Today we filed an Amicus Brief in support of Apple. You can read the full brief below as well as a blog from our Chief Information Security Officer.

As we've all seen by now, last week the US Government made an unprecedented request to Apple: help create software to bypass the iPhone's self-destruct capabilities, thus weakening the security protections its customers (consumers, businesses, and governments) have come to trust and rely on.

The horrible and saddening events surrounding the phone, and the potentially important information the device may contain, undoubtedly weighs on everyone involved in this situation. Law enforcement especially has an incredibly difficult task ahead, and one that only gets more complicated as we settle into the digital age.

As individuals and businesses increasingly rely on digital platforms to communicate, collaborate, and transact, the trust we put into modern technology is becoming one of the most important drivers of our future economic growth, shared prosperity, and societal progress. Modern platforms are powering innovation and gains in productivity with profound impacts on people's lives. Just one category of technology, cloud computing, for example, is now powering major medical discoveries, delivering immediate patient care anywhere, helping startups launch on an unparalleled scale, and serving as the primary means for how businesses collaborate globally.
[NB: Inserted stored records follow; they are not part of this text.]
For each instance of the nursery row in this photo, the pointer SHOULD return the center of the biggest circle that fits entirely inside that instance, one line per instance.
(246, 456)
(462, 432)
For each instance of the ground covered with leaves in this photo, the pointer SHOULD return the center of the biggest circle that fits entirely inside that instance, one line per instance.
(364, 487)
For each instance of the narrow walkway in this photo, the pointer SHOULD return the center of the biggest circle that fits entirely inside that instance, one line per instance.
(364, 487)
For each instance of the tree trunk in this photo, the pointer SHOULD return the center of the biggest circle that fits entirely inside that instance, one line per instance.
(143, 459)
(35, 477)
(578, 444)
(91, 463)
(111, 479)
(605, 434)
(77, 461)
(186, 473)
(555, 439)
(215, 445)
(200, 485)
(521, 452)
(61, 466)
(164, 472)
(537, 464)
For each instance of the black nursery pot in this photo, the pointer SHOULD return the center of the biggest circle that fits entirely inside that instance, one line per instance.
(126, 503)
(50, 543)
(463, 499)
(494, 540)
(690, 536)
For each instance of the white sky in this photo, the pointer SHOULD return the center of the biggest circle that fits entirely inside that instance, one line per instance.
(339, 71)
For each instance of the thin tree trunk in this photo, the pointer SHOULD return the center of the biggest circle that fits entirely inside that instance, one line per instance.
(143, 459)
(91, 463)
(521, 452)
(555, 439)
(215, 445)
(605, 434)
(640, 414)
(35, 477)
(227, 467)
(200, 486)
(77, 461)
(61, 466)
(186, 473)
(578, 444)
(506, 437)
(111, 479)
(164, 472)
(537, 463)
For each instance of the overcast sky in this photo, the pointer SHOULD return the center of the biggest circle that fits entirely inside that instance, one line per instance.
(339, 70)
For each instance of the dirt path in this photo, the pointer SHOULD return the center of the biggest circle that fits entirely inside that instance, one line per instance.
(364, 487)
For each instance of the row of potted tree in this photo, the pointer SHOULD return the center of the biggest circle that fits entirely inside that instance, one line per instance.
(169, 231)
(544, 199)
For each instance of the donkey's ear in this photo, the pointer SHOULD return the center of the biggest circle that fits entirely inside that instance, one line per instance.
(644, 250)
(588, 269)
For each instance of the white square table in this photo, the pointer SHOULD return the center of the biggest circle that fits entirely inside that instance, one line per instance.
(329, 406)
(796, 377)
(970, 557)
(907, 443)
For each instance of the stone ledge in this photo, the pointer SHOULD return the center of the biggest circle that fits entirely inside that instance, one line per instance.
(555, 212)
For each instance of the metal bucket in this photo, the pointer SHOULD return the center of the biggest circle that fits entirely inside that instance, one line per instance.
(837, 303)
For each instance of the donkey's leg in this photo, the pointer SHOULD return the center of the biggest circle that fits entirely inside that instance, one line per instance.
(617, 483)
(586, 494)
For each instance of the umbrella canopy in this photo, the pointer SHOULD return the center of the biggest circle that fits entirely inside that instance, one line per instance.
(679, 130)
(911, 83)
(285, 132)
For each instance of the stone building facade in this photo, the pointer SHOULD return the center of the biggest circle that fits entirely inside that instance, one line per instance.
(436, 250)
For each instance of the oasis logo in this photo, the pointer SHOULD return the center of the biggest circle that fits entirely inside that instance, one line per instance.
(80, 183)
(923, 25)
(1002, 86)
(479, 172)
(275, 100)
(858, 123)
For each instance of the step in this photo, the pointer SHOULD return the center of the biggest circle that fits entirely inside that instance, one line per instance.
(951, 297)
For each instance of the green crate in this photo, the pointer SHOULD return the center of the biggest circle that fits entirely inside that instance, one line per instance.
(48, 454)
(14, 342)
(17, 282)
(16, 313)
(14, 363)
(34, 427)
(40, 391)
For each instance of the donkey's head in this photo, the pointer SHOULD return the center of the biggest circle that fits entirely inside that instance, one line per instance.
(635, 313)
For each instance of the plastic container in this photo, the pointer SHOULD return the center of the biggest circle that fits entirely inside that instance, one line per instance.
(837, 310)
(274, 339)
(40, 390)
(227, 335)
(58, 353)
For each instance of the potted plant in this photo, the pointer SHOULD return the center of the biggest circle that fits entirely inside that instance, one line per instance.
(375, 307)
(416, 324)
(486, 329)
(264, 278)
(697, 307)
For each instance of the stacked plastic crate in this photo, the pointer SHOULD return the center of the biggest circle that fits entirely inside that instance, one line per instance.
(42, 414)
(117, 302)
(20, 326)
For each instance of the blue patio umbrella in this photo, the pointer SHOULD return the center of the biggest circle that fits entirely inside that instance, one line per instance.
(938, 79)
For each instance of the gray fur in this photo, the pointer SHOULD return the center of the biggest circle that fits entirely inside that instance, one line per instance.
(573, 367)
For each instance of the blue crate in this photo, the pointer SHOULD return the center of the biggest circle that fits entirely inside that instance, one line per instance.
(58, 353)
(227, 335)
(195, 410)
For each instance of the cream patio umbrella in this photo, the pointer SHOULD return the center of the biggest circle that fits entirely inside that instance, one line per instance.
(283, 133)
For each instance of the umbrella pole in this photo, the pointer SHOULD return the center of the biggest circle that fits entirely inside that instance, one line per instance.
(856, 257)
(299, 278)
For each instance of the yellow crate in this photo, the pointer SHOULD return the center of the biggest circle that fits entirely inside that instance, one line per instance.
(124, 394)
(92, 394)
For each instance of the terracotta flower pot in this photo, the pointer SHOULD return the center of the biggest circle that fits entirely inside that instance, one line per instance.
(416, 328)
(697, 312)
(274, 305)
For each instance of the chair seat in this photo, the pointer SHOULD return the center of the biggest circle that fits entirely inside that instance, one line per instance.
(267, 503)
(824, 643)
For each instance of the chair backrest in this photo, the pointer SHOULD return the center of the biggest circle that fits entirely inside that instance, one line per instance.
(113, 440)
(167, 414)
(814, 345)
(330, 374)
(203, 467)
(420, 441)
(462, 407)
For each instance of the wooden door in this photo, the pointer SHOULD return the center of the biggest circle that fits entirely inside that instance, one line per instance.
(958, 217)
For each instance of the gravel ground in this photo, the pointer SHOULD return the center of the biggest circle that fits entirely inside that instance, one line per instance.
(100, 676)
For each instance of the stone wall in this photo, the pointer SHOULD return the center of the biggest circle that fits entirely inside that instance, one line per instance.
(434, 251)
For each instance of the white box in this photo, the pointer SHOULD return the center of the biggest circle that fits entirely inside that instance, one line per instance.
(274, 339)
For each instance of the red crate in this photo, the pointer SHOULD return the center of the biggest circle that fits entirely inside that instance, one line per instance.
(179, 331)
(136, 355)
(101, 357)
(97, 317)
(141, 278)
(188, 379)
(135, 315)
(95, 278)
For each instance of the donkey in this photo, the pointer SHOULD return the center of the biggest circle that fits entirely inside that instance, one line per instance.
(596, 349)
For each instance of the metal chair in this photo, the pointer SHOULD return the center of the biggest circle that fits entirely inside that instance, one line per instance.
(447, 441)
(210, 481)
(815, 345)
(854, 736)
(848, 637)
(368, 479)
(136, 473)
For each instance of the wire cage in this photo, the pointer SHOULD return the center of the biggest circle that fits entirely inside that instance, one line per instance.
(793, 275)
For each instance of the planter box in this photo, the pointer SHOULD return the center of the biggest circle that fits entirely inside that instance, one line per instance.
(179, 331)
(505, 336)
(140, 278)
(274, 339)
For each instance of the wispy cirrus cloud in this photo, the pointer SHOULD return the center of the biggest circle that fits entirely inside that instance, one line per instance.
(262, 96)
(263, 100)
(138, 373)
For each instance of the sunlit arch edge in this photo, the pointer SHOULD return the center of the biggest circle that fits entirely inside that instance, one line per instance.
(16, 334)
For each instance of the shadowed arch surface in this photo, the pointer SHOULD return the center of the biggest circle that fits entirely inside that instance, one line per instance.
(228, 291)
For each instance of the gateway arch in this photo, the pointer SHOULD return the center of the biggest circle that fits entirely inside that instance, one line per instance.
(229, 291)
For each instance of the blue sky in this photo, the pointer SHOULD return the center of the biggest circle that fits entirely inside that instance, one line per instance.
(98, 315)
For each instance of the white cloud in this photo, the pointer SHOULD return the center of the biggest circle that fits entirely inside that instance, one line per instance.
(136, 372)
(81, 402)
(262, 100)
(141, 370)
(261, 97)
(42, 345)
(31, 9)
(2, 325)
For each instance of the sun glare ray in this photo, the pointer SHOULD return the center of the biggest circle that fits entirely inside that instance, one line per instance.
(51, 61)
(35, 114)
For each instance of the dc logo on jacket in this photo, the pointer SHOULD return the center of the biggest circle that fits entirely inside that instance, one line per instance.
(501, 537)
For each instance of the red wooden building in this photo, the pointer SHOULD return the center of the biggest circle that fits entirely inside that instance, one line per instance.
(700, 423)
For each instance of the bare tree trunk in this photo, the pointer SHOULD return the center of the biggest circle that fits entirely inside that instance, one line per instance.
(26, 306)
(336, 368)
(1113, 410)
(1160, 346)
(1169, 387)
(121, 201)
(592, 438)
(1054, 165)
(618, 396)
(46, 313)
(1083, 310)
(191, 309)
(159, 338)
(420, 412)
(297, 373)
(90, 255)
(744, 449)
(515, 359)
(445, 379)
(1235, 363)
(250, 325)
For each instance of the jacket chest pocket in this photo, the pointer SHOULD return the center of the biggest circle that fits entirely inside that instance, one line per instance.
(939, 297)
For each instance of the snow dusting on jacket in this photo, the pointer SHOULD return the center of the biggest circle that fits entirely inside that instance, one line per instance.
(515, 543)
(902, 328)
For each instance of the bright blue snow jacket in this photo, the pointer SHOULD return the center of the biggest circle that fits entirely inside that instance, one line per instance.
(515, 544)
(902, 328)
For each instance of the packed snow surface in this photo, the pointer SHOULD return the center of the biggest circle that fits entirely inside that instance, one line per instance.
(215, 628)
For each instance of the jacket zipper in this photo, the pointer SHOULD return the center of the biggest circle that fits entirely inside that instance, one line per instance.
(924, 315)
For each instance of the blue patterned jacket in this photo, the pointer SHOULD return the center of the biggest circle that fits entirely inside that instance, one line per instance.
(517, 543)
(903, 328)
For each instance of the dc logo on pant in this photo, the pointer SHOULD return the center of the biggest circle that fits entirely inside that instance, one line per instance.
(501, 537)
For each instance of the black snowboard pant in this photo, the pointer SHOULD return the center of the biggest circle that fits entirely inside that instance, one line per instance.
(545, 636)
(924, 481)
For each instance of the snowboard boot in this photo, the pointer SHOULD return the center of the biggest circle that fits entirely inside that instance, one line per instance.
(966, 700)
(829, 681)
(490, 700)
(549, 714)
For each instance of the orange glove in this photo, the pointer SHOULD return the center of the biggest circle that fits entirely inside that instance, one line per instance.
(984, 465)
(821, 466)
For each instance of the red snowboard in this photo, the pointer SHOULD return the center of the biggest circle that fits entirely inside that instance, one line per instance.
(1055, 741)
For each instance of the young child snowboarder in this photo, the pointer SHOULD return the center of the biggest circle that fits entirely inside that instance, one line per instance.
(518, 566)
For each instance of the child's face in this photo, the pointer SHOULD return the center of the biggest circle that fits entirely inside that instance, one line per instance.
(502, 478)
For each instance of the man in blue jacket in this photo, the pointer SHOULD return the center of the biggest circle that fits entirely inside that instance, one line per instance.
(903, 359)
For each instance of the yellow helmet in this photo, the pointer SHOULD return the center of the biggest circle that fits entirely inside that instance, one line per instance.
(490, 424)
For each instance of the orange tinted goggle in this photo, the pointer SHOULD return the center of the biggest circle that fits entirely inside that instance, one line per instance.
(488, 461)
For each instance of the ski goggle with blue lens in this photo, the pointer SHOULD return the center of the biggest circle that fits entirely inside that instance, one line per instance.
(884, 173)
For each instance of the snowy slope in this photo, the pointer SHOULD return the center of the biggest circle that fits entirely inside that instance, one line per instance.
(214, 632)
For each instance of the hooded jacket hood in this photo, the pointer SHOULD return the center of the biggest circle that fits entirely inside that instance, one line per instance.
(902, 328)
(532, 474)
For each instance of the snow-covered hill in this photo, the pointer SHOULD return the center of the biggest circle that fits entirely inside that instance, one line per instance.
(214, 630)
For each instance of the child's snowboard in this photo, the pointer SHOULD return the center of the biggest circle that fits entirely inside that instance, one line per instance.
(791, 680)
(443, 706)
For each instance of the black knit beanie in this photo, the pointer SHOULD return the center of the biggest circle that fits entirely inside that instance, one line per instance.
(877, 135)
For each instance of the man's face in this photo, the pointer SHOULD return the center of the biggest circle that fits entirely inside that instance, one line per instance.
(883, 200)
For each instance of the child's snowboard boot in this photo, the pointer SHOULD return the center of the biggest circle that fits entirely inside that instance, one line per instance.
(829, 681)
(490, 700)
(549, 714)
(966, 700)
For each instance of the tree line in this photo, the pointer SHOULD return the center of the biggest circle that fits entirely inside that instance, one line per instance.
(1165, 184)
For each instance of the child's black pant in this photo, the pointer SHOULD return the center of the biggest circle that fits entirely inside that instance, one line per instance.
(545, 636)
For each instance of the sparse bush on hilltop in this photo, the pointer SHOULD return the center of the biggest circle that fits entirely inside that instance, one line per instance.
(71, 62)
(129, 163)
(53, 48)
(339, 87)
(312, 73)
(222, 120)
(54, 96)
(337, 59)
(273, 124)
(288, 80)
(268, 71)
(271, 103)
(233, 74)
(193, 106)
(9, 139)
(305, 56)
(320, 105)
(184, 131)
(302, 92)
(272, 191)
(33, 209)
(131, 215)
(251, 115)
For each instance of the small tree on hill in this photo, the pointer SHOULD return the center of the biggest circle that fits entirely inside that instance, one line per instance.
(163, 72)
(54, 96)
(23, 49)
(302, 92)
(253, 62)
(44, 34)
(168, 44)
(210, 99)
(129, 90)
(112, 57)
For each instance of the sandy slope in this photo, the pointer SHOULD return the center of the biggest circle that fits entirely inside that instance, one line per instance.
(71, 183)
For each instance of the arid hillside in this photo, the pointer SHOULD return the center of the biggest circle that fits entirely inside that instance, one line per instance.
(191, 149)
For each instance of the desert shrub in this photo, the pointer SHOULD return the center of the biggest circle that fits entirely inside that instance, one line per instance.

More than anything else, what these advances all rely on is our collective trust in the internet, the devices we carry, and the services that connect us all together. In the digital age, we expect our technology to work across boundaries (physical and virtual) unencumbered, as well as keep us secure and safe.

Anything the technology industry or governments do to break this trust or advantage one court system over another could create severe consequences for how these tools are leveraged in the future. This is the real issue at the heart of this debate, and one that requires a far more nuanced approach as we establish new laws and create precedents for decades to come.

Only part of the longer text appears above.